In the beginning, there was
Then came the adding of appropriate options.
Then came build systems, which figured out which of those
*.c files actually needed recompilation, and relieved you of remembering which the appropriate options were.
Then came more sophisticated build systems, which could figure out the appropriate options for you.
Over time, build systems have become smarter, and can hold significant logic. However, I feel that this intelligence should remain focused on their primary function (see above), and that -- in the end -- a
cc *.c should still be doing its job.
Build systems get outdated, or replaced. The next guy might not even know your build system of choice; he should still be able to make heads and tails out of your project without having to dig through your build system's logic as well.
Setting / checking
NDEBUG is C, and anyone with a passing familiarity of the language (and
<assert.h>) will immediately recognize what you're intending to do there.
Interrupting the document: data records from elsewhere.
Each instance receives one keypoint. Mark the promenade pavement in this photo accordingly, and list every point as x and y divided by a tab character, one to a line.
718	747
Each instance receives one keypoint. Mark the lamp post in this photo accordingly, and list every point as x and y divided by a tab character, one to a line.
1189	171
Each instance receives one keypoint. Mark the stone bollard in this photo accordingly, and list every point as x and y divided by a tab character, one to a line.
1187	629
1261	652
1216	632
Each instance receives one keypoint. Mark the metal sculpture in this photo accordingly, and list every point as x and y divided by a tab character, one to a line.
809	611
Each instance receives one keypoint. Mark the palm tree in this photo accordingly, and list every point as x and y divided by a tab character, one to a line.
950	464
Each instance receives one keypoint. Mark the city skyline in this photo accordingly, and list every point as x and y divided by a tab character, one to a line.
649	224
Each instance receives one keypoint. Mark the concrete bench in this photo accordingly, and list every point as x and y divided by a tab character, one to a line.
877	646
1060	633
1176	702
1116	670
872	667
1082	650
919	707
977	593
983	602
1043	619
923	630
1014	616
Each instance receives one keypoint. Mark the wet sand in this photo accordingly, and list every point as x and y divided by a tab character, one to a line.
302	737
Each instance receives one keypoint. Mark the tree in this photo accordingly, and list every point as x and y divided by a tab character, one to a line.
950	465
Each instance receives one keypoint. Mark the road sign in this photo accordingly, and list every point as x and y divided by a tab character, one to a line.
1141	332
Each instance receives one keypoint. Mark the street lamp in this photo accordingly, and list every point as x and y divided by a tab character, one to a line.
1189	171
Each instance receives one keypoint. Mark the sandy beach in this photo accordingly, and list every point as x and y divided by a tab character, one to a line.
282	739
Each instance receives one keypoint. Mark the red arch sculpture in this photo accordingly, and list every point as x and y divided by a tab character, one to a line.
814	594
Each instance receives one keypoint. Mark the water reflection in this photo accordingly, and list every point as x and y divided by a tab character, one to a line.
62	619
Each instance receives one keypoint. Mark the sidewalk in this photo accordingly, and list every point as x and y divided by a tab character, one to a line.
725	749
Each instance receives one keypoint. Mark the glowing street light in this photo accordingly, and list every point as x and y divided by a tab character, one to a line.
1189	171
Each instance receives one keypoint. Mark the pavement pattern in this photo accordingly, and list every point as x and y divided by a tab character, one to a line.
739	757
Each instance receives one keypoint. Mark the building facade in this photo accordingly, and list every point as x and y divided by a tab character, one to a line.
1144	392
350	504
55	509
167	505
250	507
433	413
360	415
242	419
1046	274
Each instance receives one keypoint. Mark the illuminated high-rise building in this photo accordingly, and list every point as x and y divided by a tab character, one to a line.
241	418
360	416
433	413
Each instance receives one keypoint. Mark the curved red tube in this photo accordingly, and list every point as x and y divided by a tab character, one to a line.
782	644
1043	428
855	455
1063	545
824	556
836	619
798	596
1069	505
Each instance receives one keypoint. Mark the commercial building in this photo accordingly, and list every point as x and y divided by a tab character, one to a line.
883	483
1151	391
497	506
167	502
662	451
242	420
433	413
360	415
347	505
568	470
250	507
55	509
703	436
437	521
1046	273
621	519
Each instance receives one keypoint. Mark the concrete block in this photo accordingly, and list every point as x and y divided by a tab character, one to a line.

Figuring out why a specific source file should only be included in a specific build type but not in others, from your build system, is not so intuitive, and might get lost altogether when somebody steps up, tosses your
CMakeLists.txt out because he likes Jam better and builds that from scratch. That person might end up wondering why all those tests are cluttering up his release code, and why you weren't smart enough to make them Debug-only (not realizing you did do that in your build system).